Watching the film made me aware that interviews convey something beyond information. There is always a layer of atmosphere or impression that sits underneath the words. That dimension of the Real is present throughout the film, and it reminded me how interviews often become more about the person’s presence than about the literal content. About a quarter in, I realized I was no longer listening for information; what they talked about started to feel secondary.
Near the end, Linda Rosenkrantz explains why she asks people to recount the previous day: she often feels like she has done nothing and wants to know how others spend their days. Hujar’s account forces that question into focus. He describes his day with painful granularity. The story feels mundane, but that mundanity becomes the point of the film. He appears to be trying to make sense of the nothing that happened, or perhaps trying to justify it to himself.
Given his status, already a cultural figure, we expect something more eventful. On paper, his day was interesting: a spontaneous photoshoot with Allen Ginsberg, a call from Susan Sontag, even a Vogue editor dropping by. But for him, the Ginsberg shoot was a failure. He couldn’t connect with him and blamed himself. What could easily be recounted as a glamorous New York day becomes, for him, a confrontation with the mundane.

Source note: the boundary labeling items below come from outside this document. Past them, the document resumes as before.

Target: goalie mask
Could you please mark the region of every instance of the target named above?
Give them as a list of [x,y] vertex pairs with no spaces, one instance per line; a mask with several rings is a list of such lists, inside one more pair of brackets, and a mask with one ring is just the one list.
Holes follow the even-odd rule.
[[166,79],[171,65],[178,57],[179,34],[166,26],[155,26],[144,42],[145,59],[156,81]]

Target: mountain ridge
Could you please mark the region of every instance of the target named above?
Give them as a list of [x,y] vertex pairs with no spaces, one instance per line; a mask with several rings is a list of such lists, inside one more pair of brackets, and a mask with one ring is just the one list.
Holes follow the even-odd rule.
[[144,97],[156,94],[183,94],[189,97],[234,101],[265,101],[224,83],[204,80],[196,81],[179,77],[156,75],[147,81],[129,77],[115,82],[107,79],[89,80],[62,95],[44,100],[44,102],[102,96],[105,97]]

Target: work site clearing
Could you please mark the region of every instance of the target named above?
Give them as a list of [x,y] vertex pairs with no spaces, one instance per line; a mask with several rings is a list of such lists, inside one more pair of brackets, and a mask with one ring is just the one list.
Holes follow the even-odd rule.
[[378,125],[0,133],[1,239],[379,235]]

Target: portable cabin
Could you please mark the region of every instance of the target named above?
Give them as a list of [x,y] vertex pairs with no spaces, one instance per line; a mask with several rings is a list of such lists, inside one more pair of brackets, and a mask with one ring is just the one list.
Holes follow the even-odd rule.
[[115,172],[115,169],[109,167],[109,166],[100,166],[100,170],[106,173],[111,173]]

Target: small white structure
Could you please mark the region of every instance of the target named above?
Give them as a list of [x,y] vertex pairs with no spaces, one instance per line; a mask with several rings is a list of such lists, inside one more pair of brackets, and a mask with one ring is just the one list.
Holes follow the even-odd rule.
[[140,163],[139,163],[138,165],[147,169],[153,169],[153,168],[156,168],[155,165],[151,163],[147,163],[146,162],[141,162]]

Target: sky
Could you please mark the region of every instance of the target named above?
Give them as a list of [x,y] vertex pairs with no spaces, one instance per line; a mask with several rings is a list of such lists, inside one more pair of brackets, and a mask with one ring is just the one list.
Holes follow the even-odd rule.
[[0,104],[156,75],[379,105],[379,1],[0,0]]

What struck me is that he makes no attempt to turn it into an “exciting story of a celebrated photographer.” He just sits with the banality. That honesty gives the film its force.
The film also shows the pace of life at that time. The shoot with Ginsberg was arranged the same day, over a phone call. That kind of spontaneity is almost unthinkable now. Back then, people made room for things to simply happen, and once they did, there were fewer distractions pulling their attention away.

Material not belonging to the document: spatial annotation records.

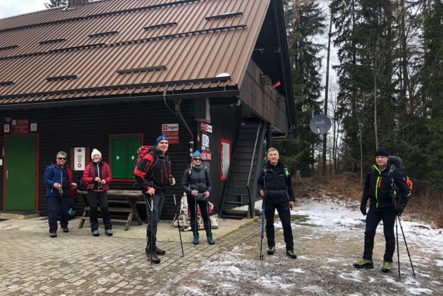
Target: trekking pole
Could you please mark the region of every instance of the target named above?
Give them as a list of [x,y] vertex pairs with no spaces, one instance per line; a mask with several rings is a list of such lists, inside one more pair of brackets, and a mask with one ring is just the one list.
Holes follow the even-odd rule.
[[[147,196],[151,196],[151,203],[150,203],[150,201],[149,198],[147,198]],[[155,252],[155,250],[152,250],[152,245],[153,245],[153,237],[154,237],[154,234],[152,233],[152,230],[154,230],[153,228],[153,225],[152,225],[152,220],[153,220],[153,216],[152,215],[154,214],[154,210],[153,210],[153,207],[154,207],[154,204],[152,203],[152,196],[150,194],[145,194],[145,198],[146,199],[146,210],[149,211],[149,208],[150,207],[151,209],[151,245],[150,245],[150,247],[151,248],[151,252],[149,252],[149,248],[148,248],[148,253],[149,252]],[[147,219],[147,222],[149,223],[149,219]],[[152,268],[152,254],[151,254],[150,255],[148,255],[148,256],[150,256],[150,261],[151,262],[151,268]]]
[[[208,214],[208,225],[209,226],[209,232],[212,236],[213,231],[211,229],[213,228],[213,225],[211,225],[210,217],[209,216],[209,201],[208,201],[208,198],[205,198],[205,201],[206,202],[206,214]],[[203,219],[203,216],[201,216],[201,219]]]
[[262,239],[260,240],[260,260],[264,259],[264,255],[262,254],[263,250],[263,239],[264,238],[264,198],[263,198],[263,205],[262,205]]
[[181,256],[185,256],[185,252],[183,250],[183,241],[181,241],[181,230],[180,230],[180,214],[179,211],[180,207],[177,207],[177,202],[175,199],[175,190],[174,186],[172,186],[172,196],[174,196],[174,204],[175,205],[175,216],[177,217],[177,225],[179,226],[179,236],[180,237],[180,246],[181,246]]
[[399,279],[400,278],[400,251],[399,250],[399,228],[397,224],[397,219],[398,216],[395,216],[395,237],[397,239],[397,261],[399,264]]
[[[197,220],[199,217],[197,215],[197,195],[195,197],[195,235],[197,235],[197,232],[199,232],[199,229],[197,228],[197,225],[198,225]],[[197,245],[195,246],[197,246]]]
[[413,266],[413,260],[410,259],[410,254],[409,254],[409,249],[408,248],[408,243],[406,243],[406,238],[404,237],[404,232],[403,231],[403,226],[401,226],[401,222],[400,221],[400,217],[397,216],[399,220],[399,224],[400,225],[400,229],[401,230],[401,234],[403,234],[403,239],[404,240],[404,245],[406,246],[406,251],[408,251],[408,256],[409,257],[409,261],[410,262],[410,268],[413,269],[413,275],[414,279],[415,278],[415,272],[414,272],[414,266]]

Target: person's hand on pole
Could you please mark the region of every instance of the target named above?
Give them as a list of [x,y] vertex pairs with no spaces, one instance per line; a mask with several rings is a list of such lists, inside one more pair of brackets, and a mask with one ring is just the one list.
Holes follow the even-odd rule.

It reminded me of those twilight moments we all have, when another day passes and we wonder what any of it meant. Something escapes language in those moments; it is the Real, and the lighting and cinematography capture that feeling precisely.

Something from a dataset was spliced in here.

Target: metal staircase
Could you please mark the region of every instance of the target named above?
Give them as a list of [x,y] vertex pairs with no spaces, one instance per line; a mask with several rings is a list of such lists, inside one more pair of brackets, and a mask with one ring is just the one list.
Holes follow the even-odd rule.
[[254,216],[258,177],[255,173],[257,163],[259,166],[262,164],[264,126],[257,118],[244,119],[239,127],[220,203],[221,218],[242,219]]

One moment from my own youth came back to me. My friend Neil and I somehow ended up on a beach with our cameras on a cold, windy evening. It was twilight, and the place was empty. I can’t explain why we were there or what the moment was “about.” We hadn’t planned anything. There were no cellphones then, which meant a total disconnection from the world and a deeper level of intimacy that is rare now. Moments like that no longer happen in the same way because the constant pull of our devices breaks the quiet that once allowed them to unfold.